The aim of the DRD Roads Service Northern Division team is to help motorists cope with wintry conditions, but their boss has urged that ice-free roads can never be guaranteed, and she asked drivers to take extra care as winter approaches.

Speaking at the start of Roads Service’s annual winter service operation, divisional manager Deidre Mackle said: “Salt barns and stockpiles have been filled to maximum capacity in the Northern Division and every night from now until the middle of next April, we will have over 90 people on stand-by to salt main roads.

“When ice or snow is forecast, we have over 40 gritters available which can salt the main network in just over three hours - a massive logistical exercise that costs around £22,000 each time it takes place.”

Ms Mackle asked the public to accept: “It is extremely difficult to predict what nature will throw at us. We must always be ready for exceptional weather conditions like last year, when we experienced the worst winter in over 100 years.
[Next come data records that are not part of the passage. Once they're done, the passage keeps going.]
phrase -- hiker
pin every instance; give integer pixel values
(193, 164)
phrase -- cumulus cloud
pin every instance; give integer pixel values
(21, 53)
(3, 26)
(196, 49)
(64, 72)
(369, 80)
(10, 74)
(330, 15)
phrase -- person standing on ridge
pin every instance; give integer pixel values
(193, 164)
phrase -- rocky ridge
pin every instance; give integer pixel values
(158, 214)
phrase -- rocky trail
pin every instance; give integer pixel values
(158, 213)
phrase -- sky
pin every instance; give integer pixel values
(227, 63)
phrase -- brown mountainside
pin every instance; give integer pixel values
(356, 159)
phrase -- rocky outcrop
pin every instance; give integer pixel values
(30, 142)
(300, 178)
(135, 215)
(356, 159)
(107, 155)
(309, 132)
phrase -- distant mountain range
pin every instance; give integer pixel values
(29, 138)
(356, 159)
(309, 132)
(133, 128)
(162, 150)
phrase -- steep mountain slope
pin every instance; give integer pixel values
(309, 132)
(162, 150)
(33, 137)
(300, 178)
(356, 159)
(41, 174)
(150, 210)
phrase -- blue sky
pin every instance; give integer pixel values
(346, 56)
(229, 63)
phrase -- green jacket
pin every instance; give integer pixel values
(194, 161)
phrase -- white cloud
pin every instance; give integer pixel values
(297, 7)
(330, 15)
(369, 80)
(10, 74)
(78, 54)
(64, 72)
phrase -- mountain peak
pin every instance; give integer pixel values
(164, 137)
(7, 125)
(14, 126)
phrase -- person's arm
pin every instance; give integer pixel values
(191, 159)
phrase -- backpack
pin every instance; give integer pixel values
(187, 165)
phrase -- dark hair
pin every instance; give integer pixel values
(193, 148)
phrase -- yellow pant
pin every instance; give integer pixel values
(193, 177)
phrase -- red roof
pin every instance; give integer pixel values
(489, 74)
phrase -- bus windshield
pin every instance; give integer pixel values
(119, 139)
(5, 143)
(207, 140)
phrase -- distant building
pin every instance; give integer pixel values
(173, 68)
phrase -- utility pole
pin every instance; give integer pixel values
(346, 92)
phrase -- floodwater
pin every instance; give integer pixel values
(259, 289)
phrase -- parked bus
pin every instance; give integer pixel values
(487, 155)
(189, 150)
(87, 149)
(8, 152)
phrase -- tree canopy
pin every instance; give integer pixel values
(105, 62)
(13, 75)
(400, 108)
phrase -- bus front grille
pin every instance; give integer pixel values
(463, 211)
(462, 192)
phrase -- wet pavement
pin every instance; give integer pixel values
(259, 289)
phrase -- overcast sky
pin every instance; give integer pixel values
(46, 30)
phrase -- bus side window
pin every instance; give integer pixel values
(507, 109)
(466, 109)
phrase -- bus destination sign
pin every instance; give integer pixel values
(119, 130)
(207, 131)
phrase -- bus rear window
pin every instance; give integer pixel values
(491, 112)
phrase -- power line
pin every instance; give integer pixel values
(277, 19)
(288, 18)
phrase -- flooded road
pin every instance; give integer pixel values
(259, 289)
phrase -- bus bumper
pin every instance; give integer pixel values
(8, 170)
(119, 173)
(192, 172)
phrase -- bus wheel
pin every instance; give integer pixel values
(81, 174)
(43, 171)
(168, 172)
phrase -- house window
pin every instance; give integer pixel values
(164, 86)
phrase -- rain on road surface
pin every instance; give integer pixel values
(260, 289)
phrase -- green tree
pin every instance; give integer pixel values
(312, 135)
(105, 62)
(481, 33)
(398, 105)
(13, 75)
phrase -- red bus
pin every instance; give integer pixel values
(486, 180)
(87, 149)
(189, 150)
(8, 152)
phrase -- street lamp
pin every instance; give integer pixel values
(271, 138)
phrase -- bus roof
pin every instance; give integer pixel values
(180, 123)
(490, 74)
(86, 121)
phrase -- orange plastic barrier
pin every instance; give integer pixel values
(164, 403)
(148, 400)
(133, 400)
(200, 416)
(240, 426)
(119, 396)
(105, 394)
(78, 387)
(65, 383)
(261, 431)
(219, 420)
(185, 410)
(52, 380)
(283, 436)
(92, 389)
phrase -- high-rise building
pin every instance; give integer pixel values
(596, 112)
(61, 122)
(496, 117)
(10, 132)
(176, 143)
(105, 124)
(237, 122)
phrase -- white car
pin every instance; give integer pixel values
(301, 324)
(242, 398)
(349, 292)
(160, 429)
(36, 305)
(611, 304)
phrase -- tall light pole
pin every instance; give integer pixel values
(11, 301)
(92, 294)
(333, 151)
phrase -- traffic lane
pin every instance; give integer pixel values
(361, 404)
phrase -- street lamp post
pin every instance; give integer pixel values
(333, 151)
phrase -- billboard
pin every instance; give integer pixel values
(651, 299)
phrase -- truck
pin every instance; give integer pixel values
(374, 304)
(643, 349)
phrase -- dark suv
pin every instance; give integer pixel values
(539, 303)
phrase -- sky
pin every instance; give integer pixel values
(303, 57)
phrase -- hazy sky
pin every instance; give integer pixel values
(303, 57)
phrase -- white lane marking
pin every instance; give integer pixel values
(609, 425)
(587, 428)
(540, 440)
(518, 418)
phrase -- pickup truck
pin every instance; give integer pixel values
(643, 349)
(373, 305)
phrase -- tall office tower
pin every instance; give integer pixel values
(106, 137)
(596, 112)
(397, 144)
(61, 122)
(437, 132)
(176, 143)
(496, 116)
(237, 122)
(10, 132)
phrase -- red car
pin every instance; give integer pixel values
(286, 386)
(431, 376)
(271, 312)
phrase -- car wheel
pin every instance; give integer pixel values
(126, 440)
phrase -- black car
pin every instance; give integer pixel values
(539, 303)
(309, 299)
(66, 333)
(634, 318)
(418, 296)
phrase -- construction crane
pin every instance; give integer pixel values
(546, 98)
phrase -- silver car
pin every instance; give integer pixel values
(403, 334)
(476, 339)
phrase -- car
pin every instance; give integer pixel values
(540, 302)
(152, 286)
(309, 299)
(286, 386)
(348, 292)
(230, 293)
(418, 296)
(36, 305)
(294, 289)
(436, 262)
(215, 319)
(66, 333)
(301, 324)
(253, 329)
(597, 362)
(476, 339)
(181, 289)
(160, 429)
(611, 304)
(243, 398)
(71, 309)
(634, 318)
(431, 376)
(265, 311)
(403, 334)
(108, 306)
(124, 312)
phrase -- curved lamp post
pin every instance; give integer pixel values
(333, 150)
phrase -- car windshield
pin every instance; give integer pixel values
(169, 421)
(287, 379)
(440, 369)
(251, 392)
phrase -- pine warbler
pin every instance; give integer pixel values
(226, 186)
Nowhere escaped the impact of the adverse weather and gritting operations continued around the clock to keep main routes open.”
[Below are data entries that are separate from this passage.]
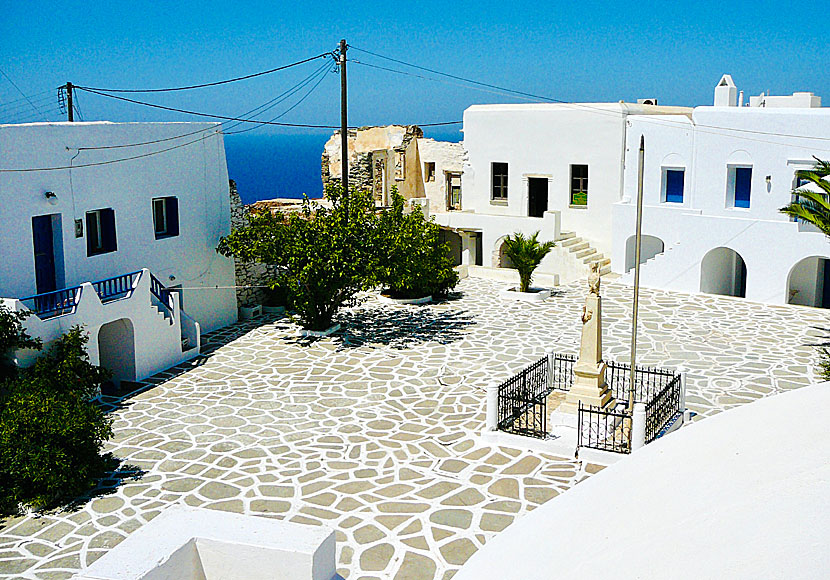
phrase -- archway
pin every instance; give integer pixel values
(808, 284)
(500, 259)
(116, 350)
(723, 271)
(454, 240)
(650, 246)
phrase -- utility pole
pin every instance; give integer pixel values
(344, 121)
(637, 240)
(69, 112)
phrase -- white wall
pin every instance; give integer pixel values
(768, 242)
(196, 174)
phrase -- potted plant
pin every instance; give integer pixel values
(526, 253)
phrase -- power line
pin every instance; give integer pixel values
(666, 122)
(197, 113)
(212, 84)
(255, 110)
(8, 78)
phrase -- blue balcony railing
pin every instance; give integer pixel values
(116, 287)
(51, 304)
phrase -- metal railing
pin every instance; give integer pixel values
(562, 371)
(648, 381)
(663, 408)
(51, 304)
(603, 429)
(521, 401)
(163, 294)
(116, 287)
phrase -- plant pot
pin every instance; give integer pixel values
(532, 295)
(421, 300)
(319, 333)
(249, 312)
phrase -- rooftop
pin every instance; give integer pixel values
(375, 431)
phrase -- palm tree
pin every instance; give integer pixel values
(810, 205)
(526, 254)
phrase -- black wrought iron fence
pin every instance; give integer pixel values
(562, 371)
(604, 429)
(522, 399)
(648, 381)
(663, 408)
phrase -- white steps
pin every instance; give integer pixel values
(582, 250)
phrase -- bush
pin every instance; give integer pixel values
(325, 255)
(526, 254)
(13, 337)
(51, 432)
(414, 263)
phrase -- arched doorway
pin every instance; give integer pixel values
(723, 271)
(650, 246)
(500, 259)
(116, 350)
(808, 283)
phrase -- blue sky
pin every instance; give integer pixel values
(574, 51)
(571, 51)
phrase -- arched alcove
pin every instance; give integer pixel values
(723, 271)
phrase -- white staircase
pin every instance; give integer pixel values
(581, 250)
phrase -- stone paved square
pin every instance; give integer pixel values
(374, 431)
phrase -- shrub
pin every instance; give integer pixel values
(414, 263)
(526, 255)
(51, 432)
(325, 254)
(13, 337)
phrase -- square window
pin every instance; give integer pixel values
(499, 181)
(673, 181)
(100, 232)
(739, 186)
(165, 217)
(579, 185)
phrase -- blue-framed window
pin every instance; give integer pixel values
(673, 180)
(743, 186)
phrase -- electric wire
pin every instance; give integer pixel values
(264, 107)
(526, 95)
(8, 78)
(211, 84)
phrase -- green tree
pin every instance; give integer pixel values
(325, 255)
(413, 262)
(526, 255)
(51, 431)
(13, 337)
(810, 205)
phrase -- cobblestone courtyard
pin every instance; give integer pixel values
(373, 431)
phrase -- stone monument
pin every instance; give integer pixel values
(589, 373)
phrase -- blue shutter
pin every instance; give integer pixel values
(108, 231)
(743, 186)
(172, 216)
(674, 185)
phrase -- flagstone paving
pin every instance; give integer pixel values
(373, 431)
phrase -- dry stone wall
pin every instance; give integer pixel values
(251, 277)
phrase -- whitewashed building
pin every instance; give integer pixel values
(713, 184)
(555, 168)
(114, 226)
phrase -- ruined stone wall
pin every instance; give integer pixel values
(249, 275)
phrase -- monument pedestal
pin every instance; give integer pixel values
(589, 388)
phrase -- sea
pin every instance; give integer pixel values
(267, 166)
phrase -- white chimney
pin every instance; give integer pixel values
(726, 93)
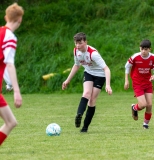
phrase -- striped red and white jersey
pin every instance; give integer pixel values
(91, 60)
(140, 68)
(8, 44)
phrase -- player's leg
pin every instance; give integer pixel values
(97, 86)
(9, 122)
(139, 106)
(91, 109)
(139, 92)
(148, 110)
(87, 90)
(7, 80)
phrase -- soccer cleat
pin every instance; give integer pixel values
(134, 113)
(78, 120)
(84, 130)
(9, 87)
(145, 126)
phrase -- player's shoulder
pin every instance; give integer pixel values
(9, 35)
(136, 55)
(151, 54)
(91, 49)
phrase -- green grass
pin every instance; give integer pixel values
(113, 134)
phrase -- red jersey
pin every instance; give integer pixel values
(7, 52)
(141, 68)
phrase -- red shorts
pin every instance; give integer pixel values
(141, 90)
(3, 103)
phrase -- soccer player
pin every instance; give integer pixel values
(139, 66)
(7, 81)
(96, 72)
(8, 43)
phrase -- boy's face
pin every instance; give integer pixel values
(145, 51)
(81, 45)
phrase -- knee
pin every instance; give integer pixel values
(87, 94)
(12, 124)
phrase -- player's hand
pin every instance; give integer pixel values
(64, 85)
(108, 89)
(151, 78)
(17, 99)
(126, 85)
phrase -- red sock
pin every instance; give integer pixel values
(147, 117)
(2, 137)
(136, 107)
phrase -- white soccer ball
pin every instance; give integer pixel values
(53, 129)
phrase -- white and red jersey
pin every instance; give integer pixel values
(8, 43)
(140, 68)
(91, 60)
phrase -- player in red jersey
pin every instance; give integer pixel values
(139, 66)
(95, 74)
(8, 43)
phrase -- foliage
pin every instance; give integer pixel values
(45, 43)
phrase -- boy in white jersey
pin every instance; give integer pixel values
(139, 66)
(8, 43)
(95, 74)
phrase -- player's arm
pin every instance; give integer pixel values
(74, 69)
(108, 78)
(127, 71)
(9, 54)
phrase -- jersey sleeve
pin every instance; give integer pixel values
(96, 57)
(127, 67)
(76, 61)
(9, 47)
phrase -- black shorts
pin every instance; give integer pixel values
(98, 81)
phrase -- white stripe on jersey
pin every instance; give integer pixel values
(94, 65)
(10, 42)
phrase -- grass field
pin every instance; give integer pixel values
(113, 134)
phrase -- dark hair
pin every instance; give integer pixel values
(145, 44)
(80, 36)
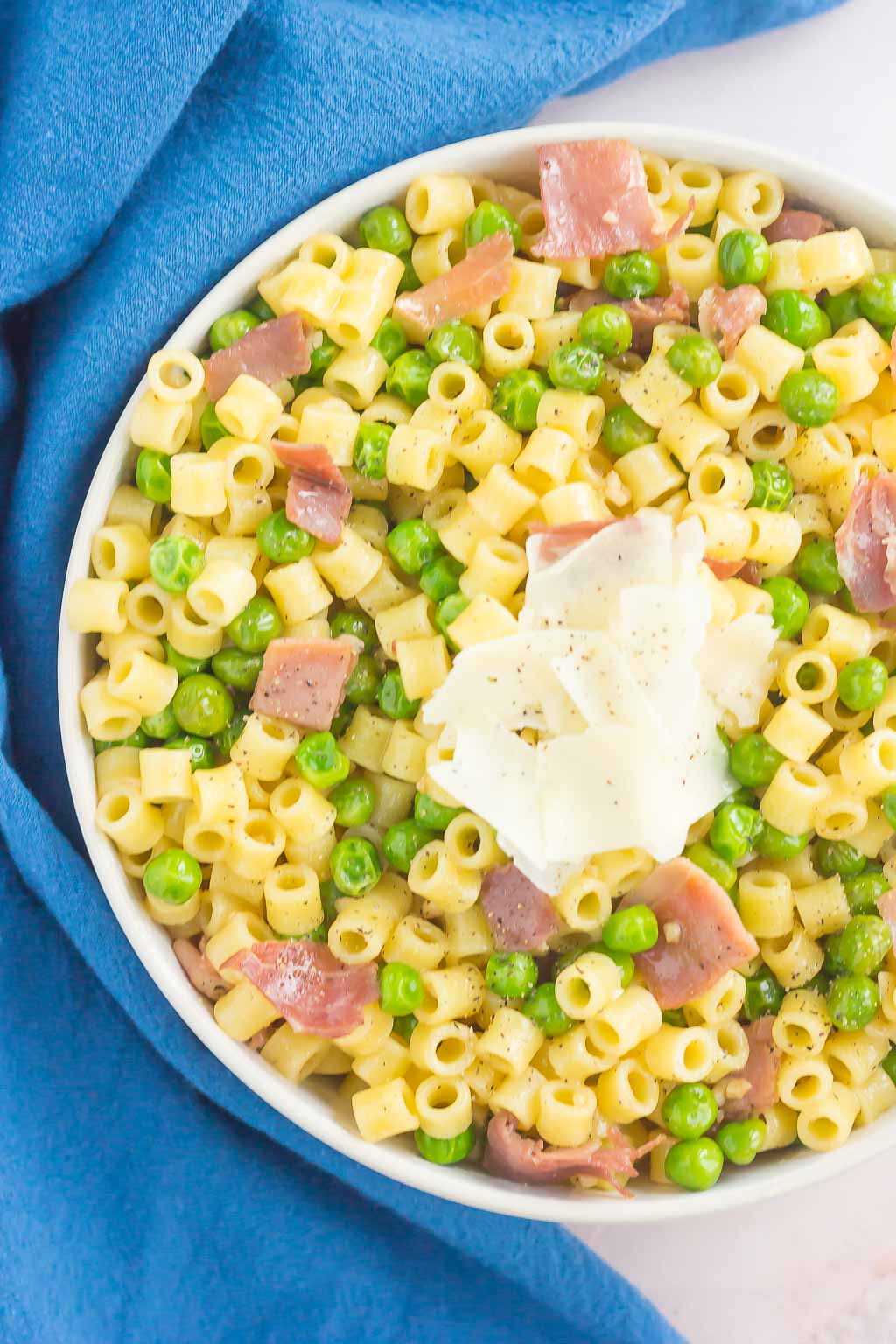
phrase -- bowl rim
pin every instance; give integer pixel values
(459, 1184)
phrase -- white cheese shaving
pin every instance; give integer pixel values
(618, 669)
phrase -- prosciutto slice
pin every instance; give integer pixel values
(308, 985)
(480, 278)
(866, 544)
(269, 353)
(304, 680)
(708, 934)
(760, 1071)
(595, 202)
(724, 315)
(514, 1158)
(644, 313)
(798, 225)
(520, 915)
(318, 498)
(199, 970)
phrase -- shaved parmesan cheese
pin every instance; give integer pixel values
(621, 675)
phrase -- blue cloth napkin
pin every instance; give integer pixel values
(145, 1195)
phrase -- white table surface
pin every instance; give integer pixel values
(820, 1266)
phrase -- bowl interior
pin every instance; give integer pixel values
(509, 156)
While understanding the concerns of those who use the more lightly trafficked roads that are not included in the salted network, the Divisional Roads Manager explained that it is simply not practical to salt all roads.

“Roads Service’s limited resources must remain targeted on busier routes carrying most traffic. Last year it cost £10 million to grit the main routes in Northern Ireland. It would cost more than £35 million to grit all roads in a similar winter. In addition, if we were to grit the pavements during the winter season, it would cost more than £600,000 for each treatment.”
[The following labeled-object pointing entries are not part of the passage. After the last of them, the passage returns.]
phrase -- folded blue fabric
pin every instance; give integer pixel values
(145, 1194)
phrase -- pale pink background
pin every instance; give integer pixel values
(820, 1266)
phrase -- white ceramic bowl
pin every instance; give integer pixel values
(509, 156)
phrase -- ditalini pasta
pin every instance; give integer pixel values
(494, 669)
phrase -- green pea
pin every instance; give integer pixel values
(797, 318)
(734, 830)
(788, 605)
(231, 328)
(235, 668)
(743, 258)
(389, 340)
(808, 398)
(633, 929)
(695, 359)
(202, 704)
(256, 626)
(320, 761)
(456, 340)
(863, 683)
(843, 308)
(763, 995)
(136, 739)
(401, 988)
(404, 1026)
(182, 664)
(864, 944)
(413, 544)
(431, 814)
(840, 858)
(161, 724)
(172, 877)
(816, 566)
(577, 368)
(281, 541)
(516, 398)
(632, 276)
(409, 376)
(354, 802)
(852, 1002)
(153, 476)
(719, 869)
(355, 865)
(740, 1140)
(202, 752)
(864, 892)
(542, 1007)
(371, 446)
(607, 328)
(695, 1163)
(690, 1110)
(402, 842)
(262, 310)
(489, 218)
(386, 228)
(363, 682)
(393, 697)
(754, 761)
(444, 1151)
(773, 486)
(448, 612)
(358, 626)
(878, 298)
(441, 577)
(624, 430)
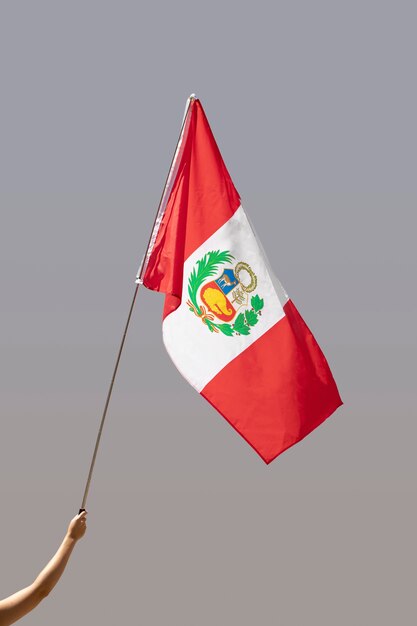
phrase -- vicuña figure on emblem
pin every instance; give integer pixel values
(223, 297)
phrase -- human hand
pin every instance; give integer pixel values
(77, 526)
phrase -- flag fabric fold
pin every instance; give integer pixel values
(228, 324)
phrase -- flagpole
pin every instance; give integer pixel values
(161, 207)
(106, 406)
(139, 281)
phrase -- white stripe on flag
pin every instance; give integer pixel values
(198, 353)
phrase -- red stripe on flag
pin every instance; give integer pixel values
(278, 390)
(203, 198)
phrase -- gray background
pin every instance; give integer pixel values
(313, 106)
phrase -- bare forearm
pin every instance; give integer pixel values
(52, 572)
(19, 604)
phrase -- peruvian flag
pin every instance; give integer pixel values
(228, 324)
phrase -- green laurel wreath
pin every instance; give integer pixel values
(206, 267)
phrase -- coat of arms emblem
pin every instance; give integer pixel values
(225, 304)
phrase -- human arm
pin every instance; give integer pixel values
(22, 602)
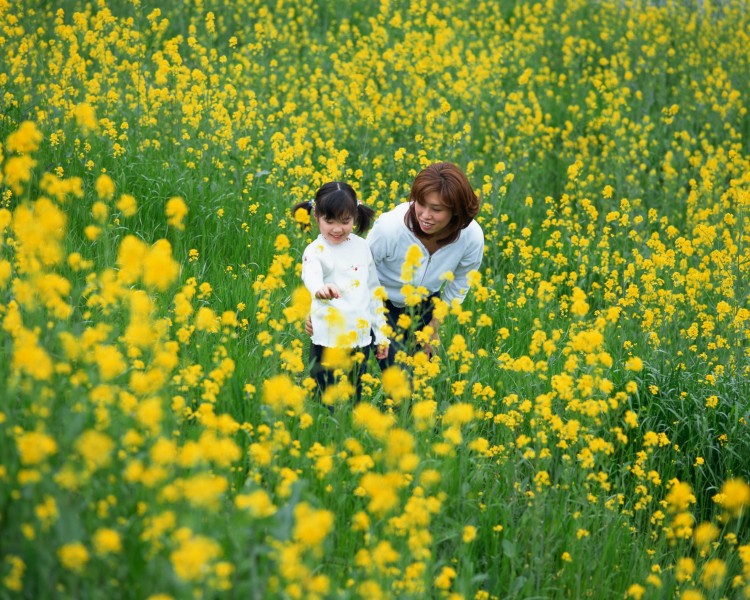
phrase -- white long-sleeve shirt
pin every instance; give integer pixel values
(350, 267)
(389, 240)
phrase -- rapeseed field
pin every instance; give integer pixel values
(581, 430)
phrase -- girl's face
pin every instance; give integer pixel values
(433, 216)
(335, 231)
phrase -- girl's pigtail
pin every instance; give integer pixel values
(365, 218)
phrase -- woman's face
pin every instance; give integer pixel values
(433, 216)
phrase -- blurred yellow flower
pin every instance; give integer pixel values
(127, 205)
(73, 557)
(105, 187)
(25, 139)
(176, 210)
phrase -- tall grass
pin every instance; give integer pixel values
(582, 430)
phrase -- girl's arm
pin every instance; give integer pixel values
(376, 308)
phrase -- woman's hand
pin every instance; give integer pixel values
(328, 292)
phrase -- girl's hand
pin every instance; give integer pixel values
(328, 292)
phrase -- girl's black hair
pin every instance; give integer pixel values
(337, 200)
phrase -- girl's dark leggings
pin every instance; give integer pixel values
(421, 316)
(324, 377)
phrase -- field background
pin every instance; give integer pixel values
(582, 431)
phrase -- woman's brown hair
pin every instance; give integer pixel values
(453, 187)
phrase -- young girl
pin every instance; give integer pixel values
(339, 272)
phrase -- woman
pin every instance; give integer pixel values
(439, 220)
Ms Mackle said she was aware of the difficulties experienced by the public on town centre footpaths last year and she hoped partnership agreements with councils would ease these difficulties.

The divisional manager warned that even with the most careful and thorough planning, the use of special Met Office forecasts and the latest ice prediction technology, winter service remained a battle against the elements and ice-free roads could not be guaranteed.

“Motorists have to play their part by taking extra care during wintry conditions,” she urged. “The best advice is in the Highway Code – drive with care even if roads have been salted, be prepared for road conditions changing over short distances and take care when overtaking gritters.”